Fachri Albar Masuk Penjara Karena Arifin Putra

Di penghujung tahun 2016 ini, kabar mengejutkan datang dari  Fachri Albar dan Arifin Putra. Hubungan pertemanan yang sudah mereka bangun bertahun-tahun kandas begitu saja. Padahal diketahui, keduanya berteman sudah sangat lama dan satu sama lain pun tahu lebih dan kurangnya. Masing-masing memegang kartu truf-nya.

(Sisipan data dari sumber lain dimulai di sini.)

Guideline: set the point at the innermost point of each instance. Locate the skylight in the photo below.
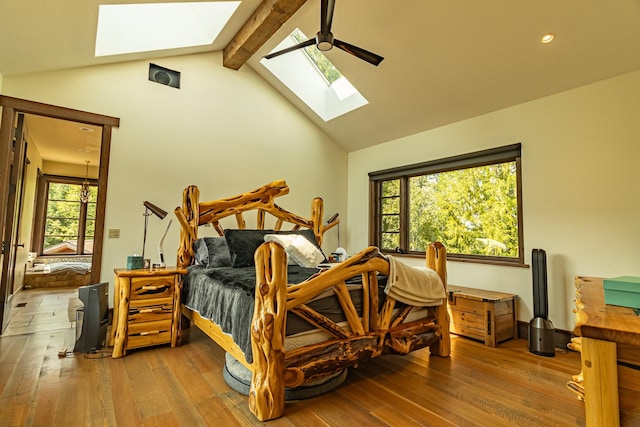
(129, 28)
(314, 79)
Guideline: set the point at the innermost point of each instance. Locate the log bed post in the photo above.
(189, 217)
(437, 260)
(268, 327)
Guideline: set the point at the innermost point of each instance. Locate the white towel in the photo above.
(414, 286)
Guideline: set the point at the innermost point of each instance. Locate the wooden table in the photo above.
(609, 336)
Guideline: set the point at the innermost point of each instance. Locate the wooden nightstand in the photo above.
(146, 308)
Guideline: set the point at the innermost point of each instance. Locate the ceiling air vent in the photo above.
(164, 76)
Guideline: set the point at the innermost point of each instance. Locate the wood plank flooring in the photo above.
(39, 309)
(163, 386)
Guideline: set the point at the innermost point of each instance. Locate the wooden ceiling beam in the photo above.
(262, 24)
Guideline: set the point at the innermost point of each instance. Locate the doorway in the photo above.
(11, 109)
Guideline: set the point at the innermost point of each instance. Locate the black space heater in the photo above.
(540, 327)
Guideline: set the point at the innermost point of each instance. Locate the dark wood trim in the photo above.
(103, 173)
(40, 109)
(11, 106)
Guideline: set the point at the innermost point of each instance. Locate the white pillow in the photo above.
(298, 248)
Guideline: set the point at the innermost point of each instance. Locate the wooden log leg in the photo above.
(600, 370)
(436, 259)
(120, 342)
(176, 327)
(266, 395)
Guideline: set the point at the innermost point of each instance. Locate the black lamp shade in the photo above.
(156, 210)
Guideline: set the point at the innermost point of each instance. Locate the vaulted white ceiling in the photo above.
(445, 61)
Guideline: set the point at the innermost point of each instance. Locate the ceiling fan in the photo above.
(324, 40)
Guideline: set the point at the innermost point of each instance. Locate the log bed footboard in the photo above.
(366, 335)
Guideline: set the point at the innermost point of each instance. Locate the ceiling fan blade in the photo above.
(326, 15)
(356, 51)
(309, 42)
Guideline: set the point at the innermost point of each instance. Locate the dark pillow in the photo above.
(212, 252)
(243, 243)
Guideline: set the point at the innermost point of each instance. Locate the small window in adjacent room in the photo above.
(471, 203)
(65, 224)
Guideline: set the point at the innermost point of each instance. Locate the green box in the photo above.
(134, 262)
(623, 291)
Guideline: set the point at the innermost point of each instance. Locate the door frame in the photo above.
(10, 108)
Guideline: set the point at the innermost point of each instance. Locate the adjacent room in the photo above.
(320, 212)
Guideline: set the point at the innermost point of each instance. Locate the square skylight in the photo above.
(328, 97)
(129, 28)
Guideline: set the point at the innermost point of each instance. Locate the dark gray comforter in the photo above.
(226, 295)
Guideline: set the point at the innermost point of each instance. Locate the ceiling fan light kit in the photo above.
(325, 41)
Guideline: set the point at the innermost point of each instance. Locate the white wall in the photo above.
(226, 131)
(580, 187)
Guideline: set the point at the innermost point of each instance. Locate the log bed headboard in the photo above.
(194, 213)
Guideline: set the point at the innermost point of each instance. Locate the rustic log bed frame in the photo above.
(372, 335)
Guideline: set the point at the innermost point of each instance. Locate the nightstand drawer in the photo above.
(151, 287)
(149, 333)
(150, 310)
(146, 308)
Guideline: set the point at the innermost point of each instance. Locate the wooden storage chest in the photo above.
(484, 315)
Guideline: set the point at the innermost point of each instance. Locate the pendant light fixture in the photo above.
(84, 192)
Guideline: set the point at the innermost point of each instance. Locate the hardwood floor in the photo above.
(40, 309)
(183, 386)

The Professional Film. The first heist movie in Indonesia
Foto: Dok. The Professional Official dalam Blogger Crony
Bisnis yang telah dijalani oleh keduanya, memicu Arifin Ilham seakan gelap mata. Arifin  ingin menguasai dan mengambil seluruh aset perusahaan yang dipunyai Fachri. Beragam cara ditempuh Arifin. Hingga Fachri Albar diberitakan menggelapkan uang perusahaan. Alhasil, Fachri dinanti bui.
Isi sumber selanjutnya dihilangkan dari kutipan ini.